|Authors: ||N. Bassil, B. Gilmore , K. Hummer, C. Weber, M. Dossett, R. Agunga , E. Rhodes, T. Mockler, J.C. Scheerens, S. Filichkin, K. Lewers, M. Peterson , C.E. Finn, J. Graham, J. Lee, F. Fernández-Fernández, G. Fernandez, S.J. Yun, P. Perkins-Veazie|
|Keywords: ||Rubus occidentalis, microsatellite markers, genome assembly, expressed sequence tags, breeding|
Over the last 75 years, the black raspberry industry in the United States has steadily declined due to lack of adapted and disease resistant cultivars.
The high anthocyanin content of black raspberry and associated health benefits have revived interest in production and breeding new cultivars.
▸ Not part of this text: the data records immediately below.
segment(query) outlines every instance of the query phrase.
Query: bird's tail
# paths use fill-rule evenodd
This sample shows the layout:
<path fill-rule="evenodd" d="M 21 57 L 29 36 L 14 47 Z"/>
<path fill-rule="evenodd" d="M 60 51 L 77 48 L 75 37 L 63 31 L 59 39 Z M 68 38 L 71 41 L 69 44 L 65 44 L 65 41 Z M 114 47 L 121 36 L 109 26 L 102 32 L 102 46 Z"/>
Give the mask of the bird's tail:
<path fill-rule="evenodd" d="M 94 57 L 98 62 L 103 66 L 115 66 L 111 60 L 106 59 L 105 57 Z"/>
The United States Department of Agriculture (USDA) Agricultural Research Service, National Clonal Germplasm Repository manages black raspberry germplasm and maintains a collection of over 175 accessions.
Wild black raspberries collected in their native range from more than 130 locations across 27 US states and two Canadian provinces were recently added to this collection.
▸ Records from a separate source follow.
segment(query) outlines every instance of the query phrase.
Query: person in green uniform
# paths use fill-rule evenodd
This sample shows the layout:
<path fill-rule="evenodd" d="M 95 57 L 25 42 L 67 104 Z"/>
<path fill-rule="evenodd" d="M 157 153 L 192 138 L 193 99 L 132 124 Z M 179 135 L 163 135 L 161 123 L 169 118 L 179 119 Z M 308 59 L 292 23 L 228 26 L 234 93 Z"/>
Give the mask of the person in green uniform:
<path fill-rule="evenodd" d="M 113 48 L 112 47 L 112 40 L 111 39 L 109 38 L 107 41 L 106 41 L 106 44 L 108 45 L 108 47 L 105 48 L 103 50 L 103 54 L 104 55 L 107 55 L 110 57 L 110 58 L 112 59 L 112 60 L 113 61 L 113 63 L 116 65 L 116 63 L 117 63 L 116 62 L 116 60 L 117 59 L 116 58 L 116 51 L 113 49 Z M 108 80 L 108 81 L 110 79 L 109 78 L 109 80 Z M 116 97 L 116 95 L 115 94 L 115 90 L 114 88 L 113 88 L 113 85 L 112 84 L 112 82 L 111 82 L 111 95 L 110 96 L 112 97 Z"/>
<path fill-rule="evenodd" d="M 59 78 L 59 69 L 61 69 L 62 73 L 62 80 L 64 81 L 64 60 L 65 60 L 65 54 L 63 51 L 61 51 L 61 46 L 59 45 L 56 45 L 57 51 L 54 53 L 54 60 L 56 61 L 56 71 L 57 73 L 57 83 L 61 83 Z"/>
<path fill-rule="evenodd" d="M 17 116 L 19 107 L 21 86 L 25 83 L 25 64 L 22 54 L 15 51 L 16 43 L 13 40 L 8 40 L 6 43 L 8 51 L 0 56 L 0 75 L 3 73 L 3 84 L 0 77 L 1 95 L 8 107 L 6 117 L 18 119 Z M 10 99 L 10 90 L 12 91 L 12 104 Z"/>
Evaluation of this wild germplasm led to the identification of four sources of aphid resistance, two of which were introgressed into the elite breeding pool in two mapping populations.
A major focus of this project is to develop, and make available, genomic tools including linkage and physical maps, a draft genome assembly, ESTs, SNP and SSR markers for use in black and red raspberry breeding.
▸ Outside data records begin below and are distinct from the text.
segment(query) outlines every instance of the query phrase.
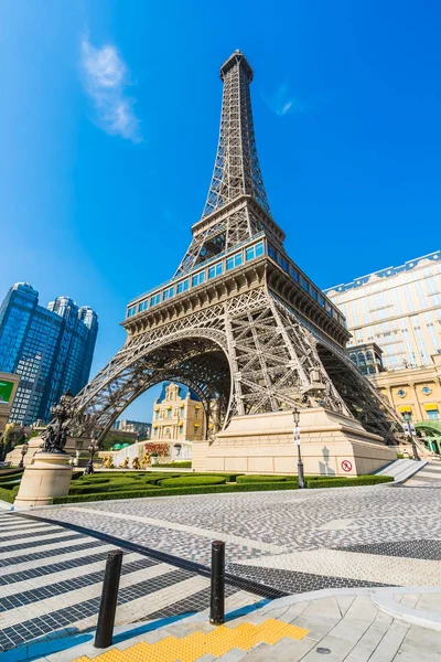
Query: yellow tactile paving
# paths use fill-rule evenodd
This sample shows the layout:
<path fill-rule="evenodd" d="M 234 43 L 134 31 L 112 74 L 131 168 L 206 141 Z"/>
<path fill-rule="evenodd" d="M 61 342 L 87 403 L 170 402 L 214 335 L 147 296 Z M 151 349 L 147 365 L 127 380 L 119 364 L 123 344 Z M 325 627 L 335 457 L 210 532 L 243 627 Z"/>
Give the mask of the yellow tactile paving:
<path fill-rule="evenodd" d="M 112 649 L 96 658 L 83 655 L 74 662 L 196 662 L 206 653 L 220 658 L 234 648 L 249 651 L 258 643 L 273 645 L 283 637 L 300 640 L 306 634 L 304 628 L 268 618 L 259 626 L 243 622 L 235 628 L 220 626 L 211 632 L 192 632 L 182 639 L 164 637 L 157 643 L 136 643 L 125 651 Z"/>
We will study genotype by environment interactions in this black raspberry germplasm in four different production regions across North America and apply the genomic tools to identify QTL important for breeding objectives.
These tools will facilitate informed decisions regarding germplasm value and usage, crossing, and selection through marker-assisted breeding, and will be useful for breeding programs across the US. Here, we present the current status of global genetic resources and genomic research in black raspberry.